NEW YORK (GenomeWeb News) – The University of Texas at Austin will expand its Biomedical Engineering department with a $55 million building that will house interdisciplinary research programs in bioinformatics, molecular imaging, genotyping research, pharmacological studies, and more, UT said Thursday.
The building, which includes a dozen wet labs, eight tissue-culture rooms, and four computational labs, was bankrolled by the state’s Permanent University Fund, by $3 million from the Whitaker Foundation, and $5 million from the Cockrell School.

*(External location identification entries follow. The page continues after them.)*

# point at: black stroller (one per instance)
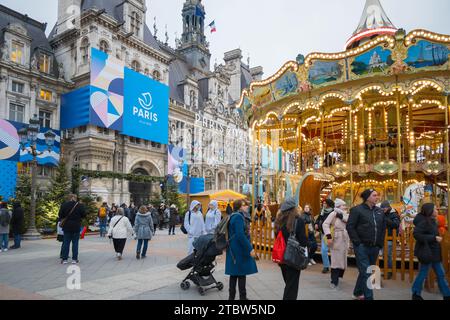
(202, 262)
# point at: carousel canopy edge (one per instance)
(415, 52)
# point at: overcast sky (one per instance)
(272, 32)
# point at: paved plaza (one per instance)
(35, 272)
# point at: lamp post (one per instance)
(29, 136)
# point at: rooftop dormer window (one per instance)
(44, 63)
(17, 52)
(135, 23)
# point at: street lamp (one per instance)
(28, 136)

The 141,000-square-foot, six-story building will include laboratory, classroom, and administrative spaces, and it will function as a “gateway” to the University’s planned northern campus life sciences expansion, which will include the James R. Moffett Molecular Biology Building, a neural and molecular science building, an experimental science building, and the College of Pharmacy buildings.
The Biomedical Engineering program is a joint venture between the University, the MD Anderson Cancer Center, and the University of Texas Health Science Center at Houston.
Two floors of the building will be occupied by the College of Natural Sciences and by the College of Pharmacy.
"We will see breakthroughs by these researchers in medical imaging, nerve regeneration, cancer detection and treatment, drug synthesis and delivery, and countless other areas," said Cockrell School of Engineering Dean Ben Streetman.
Kenneth Diller, who is biomedical engineering chairman, said the research will include studies of diseases such as cancer, glaucoma, diabetes, Alzheimer’s, and others.
The University did not specify when the new building will open.